Affinity-related terms

  • Real Affinity : “The strength of the interaction between two […] molecules that bind reversibly (interact)” 1 . In the context of antibody-antigen binding, it quantifies interactions between active proteins (which are expressed and correctly folded 2 and are therefore functionally and biologically active (see below). It is commonly quantified by the equilibrium dissociation constant, K D .

  • Observed affinity (°K D ): The interaction strength experimentally measured between two molecules. Unlike real affinity, this value is confounded by the biophysical properties of the individual binding partners, specifically their folding, stability, and expression levels. Consequently, the observed affinity often differs from the real/intrinsic affinity if a significant fraction of the protein population is inactive 3 . NOTE: Unless otherwise specified, °K D is reported in - log10 space. For example, a °K D of -9 corresponds to 10 -9 M or 1nM.

  • Change in observed affinity (Δ°K D ) : The shift in the observed affinity between two proteins upon mutation, reported as the log 10 -transformed fold change. A value of 1 reflects a 10-fold difference, a value of 2 a 100-fold difference, etc. This aggregate change resolves into two distinct biophysical components 2, 4 :

    • Protein-interaction change: The change in the intrinsic thermodynamic affinity between the two binding partners, each in its active state (i.e., the specific change in interface Gibbs free energy because both enthalpy and entropy are considered).

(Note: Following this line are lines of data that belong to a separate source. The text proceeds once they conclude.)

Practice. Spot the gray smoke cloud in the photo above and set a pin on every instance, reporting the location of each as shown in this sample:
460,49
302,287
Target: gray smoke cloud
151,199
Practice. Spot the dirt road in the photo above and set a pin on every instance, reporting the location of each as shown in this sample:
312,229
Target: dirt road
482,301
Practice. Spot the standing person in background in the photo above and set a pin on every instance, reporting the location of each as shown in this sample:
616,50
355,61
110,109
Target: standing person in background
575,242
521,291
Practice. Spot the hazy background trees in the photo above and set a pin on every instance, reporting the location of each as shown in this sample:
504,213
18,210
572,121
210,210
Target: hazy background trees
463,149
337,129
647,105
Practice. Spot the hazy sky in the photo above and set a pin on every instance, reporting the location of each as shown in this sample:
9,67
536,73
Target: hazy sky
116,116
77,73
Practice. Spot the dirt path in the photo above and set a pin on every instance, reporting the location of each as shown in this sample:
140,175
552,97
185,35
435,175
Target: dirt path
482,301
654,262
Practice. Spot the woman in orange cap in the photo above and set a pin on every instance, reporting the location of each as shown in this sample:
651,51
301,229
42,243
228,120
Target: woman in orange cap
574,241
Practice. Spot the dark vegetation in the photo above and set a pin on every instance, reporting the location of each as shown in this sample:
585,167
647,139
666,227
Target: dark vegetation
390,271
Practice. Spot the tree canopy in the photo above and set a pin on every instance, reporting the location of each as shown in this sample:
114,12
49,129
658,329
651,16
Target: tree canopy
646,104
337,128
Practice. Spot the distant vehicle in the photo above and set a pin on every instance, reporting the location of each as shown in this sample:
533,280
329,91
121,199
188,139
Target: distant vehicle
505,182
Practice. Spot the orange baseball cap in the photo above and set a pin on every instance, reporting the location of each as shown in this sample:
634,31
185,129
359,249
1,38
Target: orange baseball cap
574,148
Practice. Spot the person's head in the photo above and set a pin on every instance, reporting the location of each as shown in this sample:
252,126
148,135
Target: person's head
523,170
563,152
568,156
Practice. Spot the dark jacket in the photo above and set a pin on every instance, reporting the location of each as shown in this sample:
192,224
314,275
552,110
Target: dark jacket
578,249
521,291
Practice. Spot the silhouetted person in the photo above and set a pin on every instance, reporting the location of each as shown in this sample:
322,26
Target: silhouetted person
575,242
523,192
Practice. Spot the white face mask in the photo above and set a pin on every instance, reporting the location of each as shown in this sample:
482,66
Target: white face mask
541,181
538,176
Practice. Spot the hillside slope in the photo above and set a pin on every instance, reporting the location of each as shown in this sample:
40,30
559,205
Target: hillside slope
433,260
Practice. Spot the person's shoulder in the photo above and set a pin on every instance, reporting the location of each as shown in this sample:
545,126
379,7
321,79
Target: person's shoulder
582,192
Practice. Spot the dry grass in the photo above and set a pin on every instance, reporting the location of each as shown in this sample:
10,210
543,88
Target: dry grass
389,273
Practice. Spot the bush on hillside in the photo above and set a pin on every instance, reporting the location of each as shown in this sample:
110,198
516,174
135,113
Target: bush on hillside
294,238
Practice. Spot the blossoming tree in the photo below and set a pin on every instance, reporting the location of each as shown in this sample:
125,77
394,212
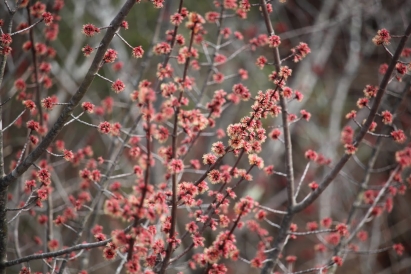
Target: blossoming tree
185,137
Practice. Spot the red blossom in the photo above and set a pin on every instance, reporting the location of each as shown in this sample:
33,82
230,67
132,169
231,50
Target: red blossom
313,185
337,260
110,56
399,249
104,127
383,37
87,50
33,125
138,52
5,39
300,51
90,30
398,136
274,41
47,18
118,86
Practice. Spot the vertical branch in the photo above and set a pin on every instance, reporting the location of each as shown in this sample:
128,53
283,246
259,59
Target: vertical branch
284,114
286,222
174,155
3,189
360,136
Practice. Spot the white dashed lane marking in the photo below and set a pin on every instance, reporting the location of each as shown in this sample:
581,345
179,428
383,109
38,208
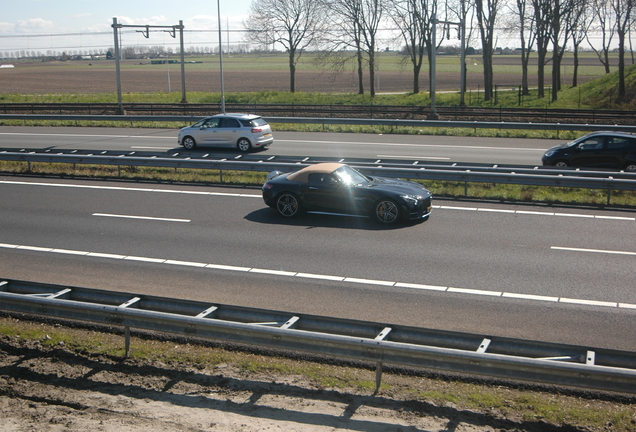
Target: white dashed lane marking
344,279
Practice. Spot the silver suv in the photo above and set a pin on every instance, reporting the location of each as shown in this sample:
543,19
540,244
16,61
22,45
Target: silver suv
243,131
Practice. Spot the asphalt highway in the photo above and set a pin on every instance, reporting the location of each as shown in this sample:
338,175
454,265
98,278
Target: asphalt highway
537,272
418,147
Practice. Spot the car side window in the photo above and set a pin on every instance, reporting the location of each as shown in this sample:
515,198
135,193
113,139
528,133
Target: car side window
320,179
209,123
616,143
591,144
229,123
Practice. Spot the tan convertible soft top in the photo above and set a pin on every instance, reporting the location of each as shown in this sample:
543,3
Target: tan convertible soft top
302,175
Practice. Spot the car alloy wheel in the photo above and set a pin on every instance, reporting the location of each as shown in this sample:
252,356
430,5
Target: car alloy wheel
243,144
189,143
287,204
386,211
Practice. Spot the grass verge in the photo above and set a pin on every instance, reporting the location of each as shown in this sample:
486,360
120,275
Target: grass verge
533,406
446,189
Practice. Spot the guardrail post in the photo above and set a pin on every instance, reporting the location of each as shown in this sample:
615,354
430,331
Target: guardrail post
378,377
127,340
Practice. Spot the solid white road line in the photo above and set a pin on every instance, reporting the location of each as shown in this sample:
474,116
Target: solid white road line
592,250
187,192
454,290
140,217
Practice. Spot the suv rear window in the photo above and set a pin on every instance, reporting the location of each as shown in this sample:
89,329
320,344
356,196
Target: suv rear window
257,122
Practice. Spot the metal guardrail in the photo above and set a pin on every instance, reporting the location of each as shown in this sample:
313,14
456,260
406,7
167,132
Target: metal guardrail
382,343
336,121
306,110
523,176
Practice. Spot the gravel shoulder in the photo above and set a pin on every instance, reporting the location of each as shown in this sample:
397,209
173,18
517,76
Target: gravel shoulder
47,386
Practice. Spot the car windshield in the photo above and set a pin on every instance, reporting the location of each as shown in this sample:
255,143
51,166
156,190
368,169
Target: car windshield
258,122
349,176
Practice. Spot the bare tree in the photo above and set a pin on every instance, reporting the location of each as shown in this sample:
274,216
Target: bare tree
413,20
348,28
623,13
542,18
486,18
604,26
580,26
295,24
522,22
560,33
361,18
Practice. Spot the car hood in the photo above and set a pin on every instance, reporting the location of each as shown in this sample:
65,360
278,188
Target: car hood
398,186
559,147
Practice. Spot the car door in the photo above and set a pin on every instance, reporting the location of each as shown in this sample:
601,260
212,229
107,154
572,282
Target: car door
590,153
228,131
206,132
325,193
617,149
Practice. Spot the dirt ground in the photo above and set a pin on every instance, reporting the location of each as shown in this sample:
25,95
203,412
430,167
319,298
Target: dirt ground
84,77
43,389
50,389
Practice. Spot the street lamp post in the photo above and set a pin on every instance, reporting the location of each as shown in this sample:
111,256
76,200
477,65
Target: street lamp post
462,34
218,2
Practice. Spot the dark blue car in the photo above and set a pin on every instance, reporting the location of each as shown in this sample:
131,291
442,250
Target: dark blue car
340,189
613,150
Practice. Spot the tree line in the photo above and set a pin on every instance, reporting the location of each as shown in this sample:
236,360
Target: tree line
346,31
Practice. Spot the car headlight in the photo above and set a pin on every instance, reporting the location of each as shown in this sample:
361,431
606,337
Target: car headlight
411,199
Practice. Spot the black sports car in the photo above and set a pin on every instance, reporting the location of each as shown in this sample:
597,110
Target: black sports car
340,189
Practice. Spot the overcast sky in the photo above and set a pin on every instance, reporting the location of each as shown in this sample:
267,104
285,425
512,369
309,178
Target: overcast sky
45,20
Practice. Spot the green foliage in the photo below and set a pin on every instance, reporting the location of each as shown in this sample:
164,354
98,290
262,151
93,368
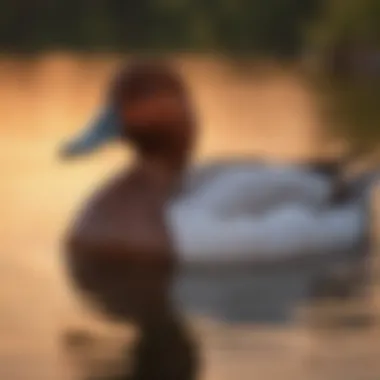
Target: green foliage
345,35
227,26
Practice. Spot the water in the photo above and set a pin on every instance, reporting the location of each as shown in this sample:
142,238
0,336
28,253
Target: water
46,100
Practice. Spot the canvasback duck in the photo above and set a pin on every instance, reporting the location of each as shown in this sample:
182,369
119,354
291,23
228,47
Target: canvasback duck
142,234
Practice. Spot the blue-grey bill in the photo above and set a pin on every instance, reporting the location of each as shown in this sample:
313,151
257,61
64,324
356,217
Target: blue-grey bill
105,128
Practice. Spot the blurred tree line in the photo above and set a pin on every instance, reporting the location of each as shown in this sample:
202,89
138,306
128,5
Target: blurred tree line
342,35
231,26
346,41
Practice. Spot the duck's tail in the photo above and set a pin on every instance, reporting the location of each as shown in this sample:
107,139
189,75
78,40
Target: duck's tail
352,185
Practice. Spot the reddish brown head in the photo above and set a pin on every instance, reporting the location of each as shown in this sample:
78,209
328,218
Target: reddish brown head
149,106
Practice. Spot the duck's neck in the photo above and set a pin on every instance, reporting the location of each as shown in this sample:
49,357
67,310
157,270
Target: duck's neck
163,172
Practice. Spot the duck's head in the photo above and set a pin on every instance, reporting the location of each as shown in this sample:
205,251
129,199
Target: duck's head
147,106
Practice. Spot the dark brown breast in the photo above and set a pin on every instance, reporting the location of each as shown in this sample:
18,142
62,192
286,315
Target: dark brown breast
118,250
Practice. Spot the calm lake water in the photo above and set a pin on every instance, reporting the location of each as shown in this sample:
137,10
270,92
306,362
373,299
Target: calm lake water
266,112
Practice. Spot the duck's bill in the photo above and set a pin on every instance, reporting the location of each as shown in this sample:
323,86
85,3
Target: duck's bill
105,128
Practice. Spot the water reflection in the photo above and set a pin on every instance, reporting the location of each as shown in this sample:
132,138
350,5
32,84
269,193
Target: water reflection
40,102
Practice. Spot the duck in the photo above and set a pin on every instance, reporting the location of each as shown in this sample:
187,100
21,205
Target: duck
132,247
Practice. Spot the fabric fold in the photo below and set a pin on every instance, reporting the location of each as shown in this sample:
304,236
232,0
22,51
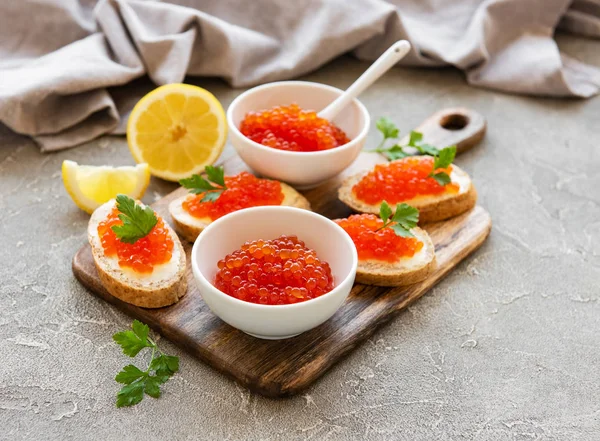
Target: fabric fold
55,81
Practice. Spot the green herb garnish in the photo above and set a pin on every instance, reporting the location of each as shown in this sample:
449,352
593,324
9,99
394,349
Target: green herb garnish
137,221
160,368
389,131
401,221
212,188
443,160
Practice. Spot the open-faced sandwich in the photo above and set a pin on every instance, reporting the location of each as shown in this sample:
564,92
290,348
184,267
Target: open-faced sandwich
436,187
217,195
138,256
392,250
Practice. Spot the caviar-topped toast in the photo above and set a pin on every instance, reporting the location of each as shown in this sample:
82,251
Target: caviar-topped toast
392,250
436,187
216,195
138,256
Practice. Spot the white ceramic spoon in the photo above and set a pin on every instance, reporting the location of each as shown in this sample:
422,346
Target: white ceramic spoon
395,53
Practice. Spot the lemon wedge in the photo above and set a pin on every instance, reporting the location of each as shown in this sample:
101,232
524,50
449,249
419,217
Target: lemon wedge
90,186
177,129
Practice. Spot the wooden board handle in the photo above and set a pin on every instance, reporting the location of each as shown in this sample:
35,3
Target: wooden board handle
453,126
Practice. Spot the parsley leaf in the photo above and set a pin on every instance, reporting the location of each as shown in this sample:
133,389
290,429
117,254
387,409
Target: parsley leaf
196,184
443,160
441,178
137,221
216,174
387,128
395,152
445,157
415,138
403,220
385,211
138,382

    • Protein-quality change: The change in the fraction of the mutated protein population that is biologically active - meaning it is expressed, correctly folded, and stable 2, 5 .

      • Folding: The process that guides the polypeptide chain toward its native conformation, which is a prerequisite for forming a functional binding site.

      • Stability: The thermodynamic capacity to maintain the folded structure over time and under physiological conditions. Stability (decrease in Gibbs free energy from the unfolded to the folded state) ensures the binding interface remains intact and prevents competing processes such as aggregation 6 .

      • Expression: The steady-state abundance of the protein. This is largely dependent on proper folding and stability, as cellular quality control mechanisms degrade proteins that fail to fold or remain stable at functional concentrations.

  • Change in relative affinity (ΔΔ°K D ) : the difference between the Δ°K D of the primary VHH compared to the control VHH for a given epitope mutation.

Model-related terms

  • ESM-IF1 sc : Single-chain (sc) structure-conditioned inverse folding model (ESM-IF1), using the isolated monomer structure of the mutated protein: either the VHH or the antigen 7 .

  • ESM-IF1 mc : Multi-chain (mc) structure-conditioned model (ESM-IF1), using the full complex structure (both antibody and antigen) 7 .

  • Stability prediction score : Score that represents the predicted change in stability based on a single mutation, normally represented as ΔΔG.